Mi rabia es la que se acumula cuando escucho cosas… que no deberían pensarse sino hacerse, arriesgar, cerrar lo ojos, tirar la dichosa moneda (porque justo en el aire, justo ahí, sabes que cara deseas que salga) y lanzarte sin preguntar antes. Pero eso solo son ilusiones de esas “ópticas” , estupidas mías, porque todo eso debería salir solo, sin que siquiera tuviera que explicarle. Y de nuevo vuelvo a mi realidad…. esa, que abofetea el aire que tiene bajo llave las esperanzas y en cadena perpetua a aquellas ganas que salían al ir desnudándole. Es ese aire… el que no deja de maldecirle y de extrañarte(le), mientras me niega echarle(te) de menos como lo he hecho antes, como lo he hecho siempre.  

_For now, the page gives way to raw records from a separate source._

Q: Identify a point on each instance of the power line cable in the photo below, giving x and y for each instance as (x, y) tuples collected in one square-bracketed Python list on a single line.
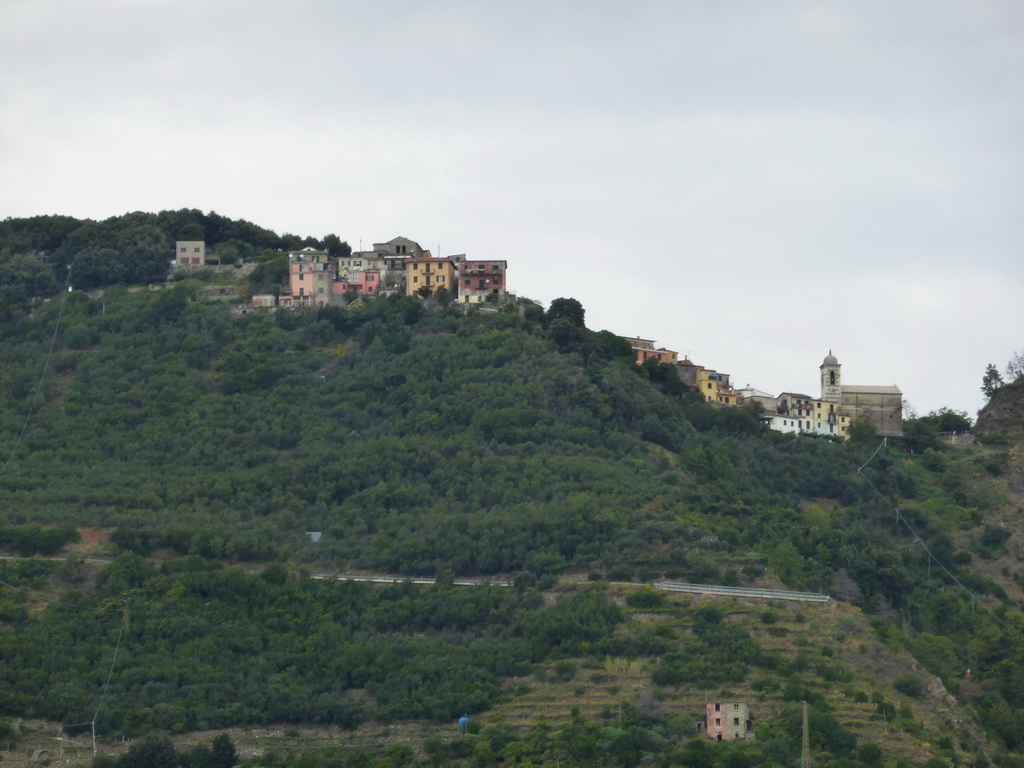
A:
[(37, 390), (901, 518)]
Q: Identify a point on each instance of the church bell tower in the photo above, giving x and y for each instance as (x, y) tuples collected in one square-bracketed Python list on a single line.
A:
[(830, 379)]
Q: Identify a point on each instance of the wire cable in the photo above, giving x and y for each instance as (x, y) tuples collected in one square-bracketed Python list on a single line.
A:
[(107, 685), (37, 390), (901, 518)]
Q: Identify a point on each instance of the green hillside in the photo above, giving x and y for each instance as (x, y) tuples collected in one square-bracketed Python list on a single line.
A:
[(192, 446)]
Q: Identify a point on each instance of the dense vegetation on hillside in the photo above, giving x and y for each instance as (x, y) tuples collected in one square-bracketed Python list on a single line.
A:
[(42, 253), (422, 441)]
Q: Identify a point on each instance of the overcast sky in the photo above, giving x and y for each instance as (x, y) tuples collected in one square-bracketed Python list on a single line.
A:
[(753, 182)]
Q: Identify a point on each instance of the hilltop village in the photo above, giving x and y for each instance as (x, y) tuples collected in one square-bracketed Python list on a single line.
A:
[(829, 414), (400, 265)]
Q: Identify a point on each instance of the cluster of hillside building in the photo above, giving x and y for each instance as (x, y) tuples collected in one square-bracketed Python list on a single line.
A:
[(829, 414), (401, 266), (398, 266)]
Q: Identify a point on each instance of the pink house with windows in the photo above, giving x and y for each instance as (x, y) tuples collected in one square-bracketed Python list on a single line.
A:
[(189, 252), (481, 281), (367, 283), (310, 278)]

Qué hago….si después de que ella se cruzarse, y sacudiera mis principios y prioridades,  descubrimos el arte entre las huellas al desnudarnos, de mentirnos al no comprometernos, de sentir el fuego siempre… al salvarnos besando bien, de inmolarnos al tenernos piel con piel, de desearnos sin tener si quiera que mirarnos, de matarnos muriendo entre jadeos, bocaos, susurros y amaneceres llenos de “no creernos”, de esos que en el “después” abandonan porque nunca esperan sino es con una promesa cumplida antes. Cómo es posible (me sigo preguntando….) mientras ella sigue haciendo lo mejor que sabe hacer… “desesperarme” y yo… que sigo ahogándome entre absurdos silencios y mudos gritos al llamarle, solo consigo llorarme. Tanto…… que si pudiera sentirme volvería corriendo pero para no soltarme.

Y yo que juro y perjuro, no prometerle….
…aquí sigo esperando al día siguiente, a ver si llega el día, el maldito día en que pueda creerme que aunque la he besado y sentido más mía que todas aquellas a las que regalé noches en vela, ella que imagínate si la quiero….
...poder creer, poder creeerme.... que no era, que no es....... para mi.

Y es que lo pienso y ellas vuelven a caer para arderme dentro, para recordarme (cortándome latidos) aquel día que al “resucitar” en su piel, volví a encontrarle(me) y al ver en sus ojos mi sonrisa no la he vuelto a ver, y ya no se que es respirar sin que vuelva a doler. Por no tenerla y quererla a la vez.

Y yo que juro y perjuro, no prometerte….
…incapaz de volver a ponértelo fácil e incapaz de suplicarte lo que debí gritarte antes de soltarme, me engaño…….mientras me repito para creerme que (de verdad) sigo adelante. Cuando en fondo…. donde aún (se para el tiempo si ) late… solo se escucha al mirarme:

“Convénceme, convierte mis “no” y quédate… que te quiero como a nadie y te necesito (prefiero) como nunca. Gáname como no lo hemos hecho antes y rescatemos lo in rescatable.”

...ojalá, pudiera creerla y salvarnos.
(Lo  peor de todo... lo obvio, ...es que lo irreparable (por no arreglarse), inevitablemente duele y al extrañarse se acostumbran los cuerpos y no vuelven para quedarse a curarse.)